La mission aujourd'hui (réflexions
théologiques)
Missionnaires de demain
Le
père Michael McCabe, membre du Conseil général de la Société des Missions
Africaines, réfléchit au sens de la mission et au rôle des missionnaires.
Il montre comment ces derniers sont appelés à rechercher et discerner les
traces de l'Esprit déjà présent partout dans le monde. Il parle également
des défis principaux que ces missionnaires doivent relever avec un regard
véritablement contemplatif : la proclamation de l'Evangile, le dialogue,
l'inculturation...
Dans sa célèbre encyclique sur la mission, Redemptoris
Missio, le Pape Jean Paul II a affirmé la validité permanente de la
mission de l’Église ad gentes et la continuelle pertinence d’une
"vocation spéciale" au service de cette mission (cf. RM
65). Les paroles du Pape, pourtant, n’ont pas fait grand-chose pour
empêcher le déclin dramatique – en de nombreux cas la disparition complète
– des vocations pour les Congrégations et Instituts missionnaires du monde
occidental, ni pour contrebalancer la critique radicale et la mise en
question du mouvement missionnaire et de ses hypothèses théologiques.

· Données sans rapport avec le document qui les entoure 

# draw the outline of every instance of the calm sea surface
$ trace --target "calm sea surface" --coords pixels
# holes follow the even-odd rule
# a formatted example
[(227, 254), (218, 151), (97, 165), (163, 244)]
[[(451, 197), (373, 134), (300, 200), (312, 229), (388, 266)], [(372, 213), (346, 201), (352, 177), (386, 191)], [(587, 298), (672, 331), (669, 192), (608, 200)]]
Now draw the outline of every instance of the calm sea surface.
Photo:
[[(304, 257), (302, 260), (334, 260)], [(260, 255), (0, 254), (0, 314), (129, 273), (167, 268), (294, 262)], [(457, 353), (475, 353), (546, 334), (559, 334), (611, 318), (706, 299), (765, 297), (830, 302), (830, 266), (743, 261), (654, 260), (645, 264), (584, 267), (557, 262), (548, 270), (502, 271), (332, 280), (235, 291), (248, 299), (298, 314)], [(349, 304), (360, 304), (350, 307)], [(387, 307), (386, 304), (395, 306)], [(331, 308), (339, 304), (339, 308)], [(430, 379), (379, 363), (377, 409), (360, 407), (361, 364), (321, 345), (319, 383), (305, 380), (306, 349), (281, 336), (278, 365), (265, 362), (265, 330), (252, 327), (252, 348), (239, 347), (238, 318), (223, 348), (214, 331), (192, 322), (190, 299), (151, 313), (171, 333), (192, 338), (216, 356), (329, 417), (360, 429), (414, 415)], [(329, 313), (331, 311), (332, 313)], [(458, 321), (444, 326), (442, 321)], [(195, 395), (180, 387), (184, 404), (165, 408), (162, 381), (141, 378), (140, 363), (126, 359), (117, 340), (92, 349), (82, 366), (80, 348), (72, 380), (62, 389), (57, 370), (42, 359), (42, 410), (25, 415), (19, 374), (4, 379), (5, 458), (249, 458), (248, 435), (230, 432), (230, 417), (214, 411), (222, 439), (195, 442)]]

Durant un cours sur la théologie de la mission que je donnais à l’Institut
Missionnaire Kimmage de Dublin, les étudiants m’ont souvent demandé
pourquoi, vu ses accents inacceptables d’arrogance intellectuelle et de
supériorité spirituelle, je n’abandonnais pas entièrement le concept de
mission. J’ai répondu qu’abandonner la mission serait détruire l’identité
de l’Église et saper sa raison d’être. Ce qui s’imposait aujourd’hui, ai-je
tenu à dire, n’était pas d’abandonner la notion de mission mais de la
recentrer et de redéfinir le rôle du missionnaire. C’est exactement ce que
je me propose de faire dans cette brève réflexion sur les missionnaires de
demain.
Recentrer la
mission
Selon Carl Braaten,
"la mission est le processus qui explore le sens universel de
l’Évangile dans l’histoire (1)". Je ne connais pas de meilleure
définition de la mission que celle-là. La mission se base sur la conviction
que l’Évangile du Christ est valable pour tous les peuples, conviction qui
se manifeste par un effort constant pour rejoindre les autres, réalisant
ainsi concrètement cette pertinence universelle. Dans la mission, l’Église
est appelée à découvrir et à exprimer toujours plus parfaitement et
pleinement le trésor qui lui a été confié. Dans la mission, l’Église est
appelée à devenir quelque chose qu’elle n’est pas encore, et à développer
tout son potentiel d’Évangile. Quand l’Église est vraiment missionnaire
elle est décentrée, elle regarde et se déplace vers l’extérieur, elle
explore et découvre ce qu’elle n’est pas encore devenue.
La mission, par
conséquent, ne consiste pas en premier lieu à faire grandir l’Église dans
le temps et l’espace. Sa visée n’est pas le développement de l’institution
ni l’augmentation numérique de ses membres. Son but est fondamentalement
théologique, c’est-à-dire réaliser pleinement la connaissance et l’amour de
Dieu qui est illimité et universel. Lorsque l’Église naissante et en grande
partie juive a pénétré le monde grec, c’est avec cette compréhension de sa
vocation missionnaire qu’elle a oeuvré. Ainsi, par un dialogue profond et
transformateur avec la culture et la philosophie grecques, l’Église a été
amenée à découvrir quelque chose de la signification universelle de
l’Évangile du Christ qui l’avait fait naître. De plus, c’est dans ce
processus d’expansion, de dialogue et de découverte qu’est née la
théologie. Martin Kahler a exprimé cette vérité importante dans son
remarquable et bref énoncé : "La mission est mère de la théologie
(2)".
La relation entre
mission et théologie est un signe indicateur de la santé de l’Église.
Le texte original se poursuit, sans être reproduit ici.